Aussi, l’intelligence de "Parasite" se vérifie dans les détours de l’intrigue les plus triviaux. La scène faussement banale du montage des boîtes à pizza, par exemple, en témoigne. Elle sert à mettre en abyme ce trou de souris qui tient lieu de foyer pour la famille, mais aussi à préfigurer les décloisonnements futurs entre les deux familles. N’oublions pas qu’il est fondamentalement question de boîte, au sens de l’échiquier social, dans "Parasite". De même, toutes les architectures ressemblent par ailleurs à des boîtes, même la propriété rutilante des nantis. On reconnaît là bien l’humour noir du réalisateur et son regard acéré sur la société. L’autre versant fascinant de "Parasite" concerne son amour pour le cinéma de genre, pas si loin ici de l’horreur ou du fantastique, à la manière de "L’invasion des profanateurs de sépultures". Avec l’idée cette fois d’une substitution (entre dominants et dominés) qui permettrait de rééquilibrer la société. Mais cette impression-là, anecdotique, relève bien sûr des faux-semblants puisque Bong Joon-ho se garde de tout raccourci : la différence entre bien et mal ne saurait tenir en opposant simplement les gens d’en haut et les gens d’en bas.
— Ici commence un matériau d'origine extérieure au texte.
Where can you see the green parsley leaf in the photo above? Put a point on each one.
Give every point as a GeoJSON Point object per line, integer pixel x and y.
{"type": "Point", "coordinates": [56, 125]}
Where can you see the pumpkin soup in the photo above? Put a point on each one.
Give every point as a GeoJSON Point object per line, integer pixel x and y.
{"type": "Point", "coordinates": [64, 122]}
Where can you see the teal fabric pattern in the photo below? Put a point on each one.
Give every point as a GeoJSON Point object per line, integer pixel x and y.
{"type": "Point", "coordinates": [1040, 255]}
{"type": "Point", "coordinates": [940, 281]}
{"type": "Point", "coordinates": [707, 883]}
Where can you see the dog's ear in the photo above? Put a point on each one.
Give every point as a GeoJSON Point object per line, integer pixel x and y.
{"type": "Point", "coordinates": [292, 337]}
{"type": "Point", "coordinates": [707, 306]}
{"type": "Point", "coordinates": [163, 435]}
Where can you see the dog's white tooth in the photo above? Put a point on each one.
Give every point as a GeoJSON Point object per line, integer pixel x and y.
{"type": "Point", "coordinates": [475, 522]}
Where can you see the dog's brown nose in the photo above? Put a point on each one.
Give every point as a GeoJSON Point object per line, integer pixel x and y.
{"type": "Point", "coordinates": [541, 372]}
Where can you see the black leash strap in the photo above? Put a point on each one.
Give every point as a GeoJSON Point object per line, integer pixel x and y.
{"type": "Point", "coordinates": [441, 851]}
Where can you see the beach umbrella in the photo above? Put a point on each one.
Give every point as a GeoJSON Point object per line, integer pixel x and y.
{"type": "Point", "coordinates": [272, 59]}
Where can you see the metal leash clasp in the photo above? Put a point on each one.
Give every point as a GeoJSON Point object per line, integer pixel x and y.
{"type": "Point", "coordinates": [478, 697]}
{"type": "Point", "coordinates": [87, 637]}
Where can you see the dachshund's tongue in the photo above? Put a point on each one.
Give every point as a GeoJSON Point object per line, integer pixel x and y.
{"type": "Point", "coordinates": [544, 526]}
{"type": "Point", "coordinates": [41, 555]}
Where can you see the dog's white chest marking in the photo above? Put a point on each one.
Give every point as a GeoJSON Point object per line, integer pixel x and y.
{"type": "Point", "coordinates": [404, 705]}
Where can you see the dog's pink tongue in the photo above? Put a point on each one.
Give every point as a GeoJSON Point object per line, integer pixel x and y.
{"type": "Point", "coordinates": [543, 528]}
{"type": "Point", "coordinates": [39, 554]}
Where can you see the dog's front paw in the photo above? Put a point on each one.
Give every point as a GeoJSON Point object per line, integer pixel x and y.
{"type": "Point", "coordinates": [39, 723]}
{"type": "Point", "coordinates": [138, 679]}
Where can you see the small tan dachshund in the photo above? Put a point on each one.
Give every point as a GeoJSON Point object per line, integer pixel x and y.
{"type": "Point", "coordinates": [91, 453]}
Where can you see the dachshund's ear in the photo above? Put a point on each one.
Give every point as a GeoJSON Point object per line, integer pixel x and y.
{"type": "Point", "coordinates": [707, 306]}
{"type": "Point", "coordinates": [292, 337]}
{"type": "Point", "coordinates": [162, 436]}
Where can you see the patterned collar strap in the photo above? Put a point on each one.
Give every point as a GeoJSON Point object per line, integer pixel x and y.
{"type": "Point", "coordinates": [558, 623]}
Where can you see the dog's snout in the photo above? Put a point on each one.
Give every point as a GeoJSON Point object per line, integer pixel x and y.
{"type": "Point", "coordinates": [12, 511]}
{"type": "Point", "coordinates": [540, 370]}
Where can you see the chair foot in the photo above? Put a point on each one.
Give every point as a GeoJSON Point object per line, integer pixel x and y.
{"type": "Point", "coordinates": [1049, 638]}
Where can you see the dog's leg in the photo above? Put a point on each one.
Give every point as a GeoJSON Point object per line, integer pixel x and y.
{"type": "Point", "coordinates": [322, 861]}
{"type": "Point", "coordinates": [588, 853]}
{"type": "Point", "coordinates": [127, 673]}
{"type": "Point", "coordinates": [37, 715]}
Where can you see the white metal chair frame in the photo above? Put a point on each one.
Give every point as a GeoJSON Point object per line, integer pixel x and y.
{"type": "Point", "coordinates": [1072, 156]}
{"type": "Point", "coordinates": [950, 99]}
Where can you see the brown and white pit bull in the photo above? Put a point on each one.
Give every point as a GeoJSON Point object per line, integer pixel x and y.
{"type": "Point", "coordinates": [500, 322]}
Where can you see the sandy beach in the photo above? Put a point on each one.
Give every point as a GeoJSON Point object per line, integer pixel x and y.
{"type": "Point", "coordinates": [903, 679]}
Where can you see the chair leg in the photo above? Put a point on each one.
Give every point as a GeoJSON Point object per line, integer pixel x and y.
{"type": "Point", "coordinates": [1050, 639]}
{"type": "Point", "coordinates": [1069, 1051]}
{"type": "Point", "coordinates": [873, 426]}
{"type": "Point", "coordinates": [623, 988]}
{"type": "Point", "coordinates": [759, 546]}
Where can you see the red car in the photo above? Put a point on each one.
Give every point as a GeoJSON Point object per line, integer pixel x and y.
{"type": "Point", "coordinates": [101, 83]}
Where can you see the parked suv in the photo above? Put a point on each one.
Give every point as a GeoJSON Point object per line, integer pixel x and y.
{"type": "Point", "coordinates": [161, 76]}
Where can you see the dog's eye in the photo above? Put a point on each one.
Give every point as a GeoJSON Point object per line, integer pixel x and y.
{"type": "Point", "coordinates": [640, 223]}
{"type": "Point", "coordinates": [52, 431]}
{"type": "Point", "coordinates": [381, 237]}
Reste une œuvre indispensable et à double-fond.
À noter que pour son prochain tour de piste, Bong Joon-ho retourne à la science-fiction (après "The Host" et "Snowpiercer") avec "Mickey 17" (2024) - histoire de colonisation et d’employés jetables avec Robert Pattinson et Naomi Ackie. Le caractère hautement politique du film ne fait déjà plus l’ombre d’un doute.